Pour la majorité des patients, la dose varie de 200 à 400 mg (1 à 2 ml) toutes les deux à quatre semaines. Chez certains d’entre eux, des doses plus élevées ou des injections plus rapprochées s’avèrent parfois nécessaires.

4. PRISE EN CHARGE D’UNE AGITATION AIGUË

La confusion de l’infirmier ayant procédé à l’injection entre un médicament destiné à traiter un état d’agitation aiguë et un autre, destiné à un traitement au long cours, invite à rappeler le positionnement thérapeutique du groupe d’antipsychotiques auquel appartient le Clopixol ASP.

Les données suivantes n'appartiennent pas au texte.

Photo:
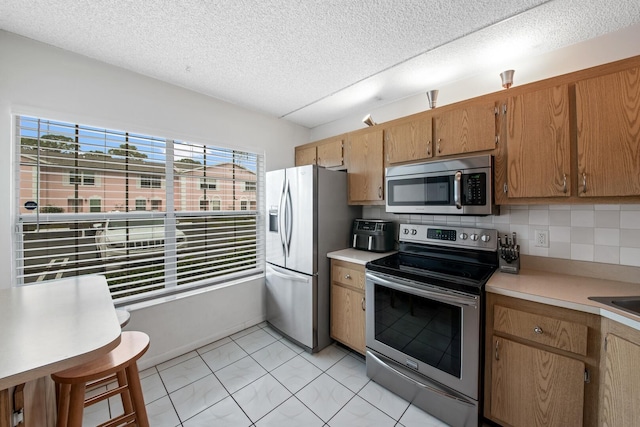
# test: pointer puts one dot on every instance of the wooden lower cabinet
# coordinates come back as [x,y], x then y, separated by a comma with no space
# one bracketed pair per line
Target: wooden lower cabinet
[620,395]
[541,364]
[348,304]
[535,387]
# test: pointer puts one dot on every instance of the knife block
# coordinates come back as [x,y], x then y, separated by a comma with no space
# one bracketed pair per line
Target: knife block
[509,264]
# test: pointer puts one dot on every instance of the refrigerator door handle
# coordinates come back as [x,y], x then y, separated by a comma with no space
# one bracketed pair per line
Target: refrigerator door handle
[282,219]
[289,218]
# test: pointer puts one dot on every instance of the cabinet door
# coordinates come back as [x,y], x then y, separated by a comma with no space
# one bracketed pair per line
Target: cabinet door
[305,156]
[533,387]
[408,141]
[621,392]
[330,154]
[348,317]
[538,144]
[366,168]
[608,121]
[465,130]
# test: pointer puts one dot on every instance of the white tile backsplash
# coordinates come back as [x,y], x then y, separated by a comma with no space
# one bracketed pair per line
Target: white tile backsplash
[582,218]
[630,219]
[601,233]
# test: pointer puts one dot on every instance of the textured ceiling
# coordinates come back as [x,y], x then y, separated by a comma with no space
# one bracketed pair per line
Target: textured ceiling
[312,61]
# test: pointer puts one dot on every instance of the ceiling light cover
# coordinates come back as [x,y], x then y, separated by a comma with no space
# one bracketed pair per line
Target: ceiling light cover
[507,78]
[432,96]
[368,120]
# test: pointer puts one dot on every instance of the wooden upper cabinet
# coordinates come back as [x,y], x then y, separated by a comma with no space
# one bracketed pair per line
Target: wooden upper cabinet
[538,144]
[608,122]
[465,129]
[330,154]
[409,141]
[305,155]
[366,168]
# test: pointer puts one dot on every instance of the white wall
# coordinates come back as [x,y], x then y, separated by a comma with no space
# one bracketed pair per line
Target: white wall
[608,48]
[44,81]
[179,326]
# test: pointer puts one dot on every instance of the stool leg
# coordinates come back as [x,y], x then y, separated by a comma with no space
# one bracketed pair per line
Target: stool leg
[125,396]
[133,379]
[63,404]
[76,405]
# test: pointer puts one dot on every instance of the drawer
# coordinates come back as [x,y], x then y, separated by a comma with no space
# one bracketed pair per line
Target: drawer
[553,332]
[348,274]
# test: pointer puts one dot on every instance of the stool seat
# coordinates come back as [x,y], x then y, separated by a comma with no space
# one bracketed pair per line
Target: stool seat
[118,364]
[133,345]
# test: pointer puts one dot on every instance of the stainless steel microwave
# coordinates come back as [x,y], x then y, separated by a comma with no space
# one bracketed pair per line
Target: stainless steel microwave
[462,186]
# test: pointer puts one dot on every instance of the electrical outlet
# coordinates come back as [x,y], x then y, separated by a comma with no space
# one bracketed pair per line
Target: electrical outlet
[542,238]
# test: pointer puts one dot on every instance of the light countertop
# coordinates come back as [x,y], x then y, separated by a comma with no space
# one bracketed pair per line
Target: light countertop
[357,256]
[563,290]
[54,325]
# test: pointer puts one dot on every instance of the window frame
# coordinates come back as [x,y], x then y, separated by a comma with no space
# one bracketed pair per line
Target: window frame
[83,203]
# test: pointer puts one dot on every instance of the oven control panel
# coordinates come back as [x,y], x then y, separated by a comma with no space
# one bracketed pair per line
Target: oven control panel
[446,235]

→ Agitation sévère avec risque de violence

La prise en charge médicamenteuse repose généralement sur l’injection d’un neuroleptique plus ou moins sédatif :

– le recours au dropéridol injectable (Droleptan) a longtemps constitué une référence, mais son administration est limitée en raison de sa mauvaise tolérance cardiaque ;

– cyamémazine (Tercian), halopéridol (Haldol), loxapine (Loxapac) ou zuclopenthixol (Clopixol ASP) constituent les neuroleptiques les plus banalement prescrits dans l’urgence psychiatrique ;

– il n’est pas rare d’associer une benzodiazépine par voie parentérale (diazépam 10 mg ou clorazépate 20 mg ou 50 mg IM) ;

– une ivresse pathologique répond à l’administration d’un anxiolytique par voie parentérale ;

– un delirium est traité par injection de diazépam, d’halopéridol ou de tiapride ;

– un syndrome de sevrage avec agitation répond à l’administration de lévomépromazine (Nozinan), de loxapine (Loxapac), de cyamémazine (Tercian) ou de diazépam ;

– l’agitation chez un sujet âgé fait privilégier un antipsychotique atypique injectable (aripiprazole, olanzapine), qui bénéficie d’une meilleure tolérance mais est moins sédatif (ce qui explique un moindre emploi chez le sujet plus jeune).

→ Agitation peu sévère sans risque de violence

Le traitement médicamenteux repose sur l’administration orale ou, si refus, parentérale d’un antipsychotique, le médecin appréciant chaque situation au cas par cas. Il est possible de recourir ici à un neuroleptique (voir tableau ci-dessus) mais aussi à un antipsychotique atypique injectable, d’action immédiate et moins sédatif : olanzapine (Zyprexa) ou aripiprazole (Abilify).

Il est fréquent de recourir à la prescription d’une benzodiazépine anxiolytique par voie parentérale (diazépam = Valium ; clorazépate = Tranxène ; hydroxyzine…).

→ Relais oral

Le relais oral est pris dès que possible si la clinique le permet. Une psychose chronique justifie dès lors un traitement a priori indéfini, avec éventuel relais par un antipsychotique injectable d’action retard (par exemple, le Clopixol AP, actif sur deux à quatre semaines).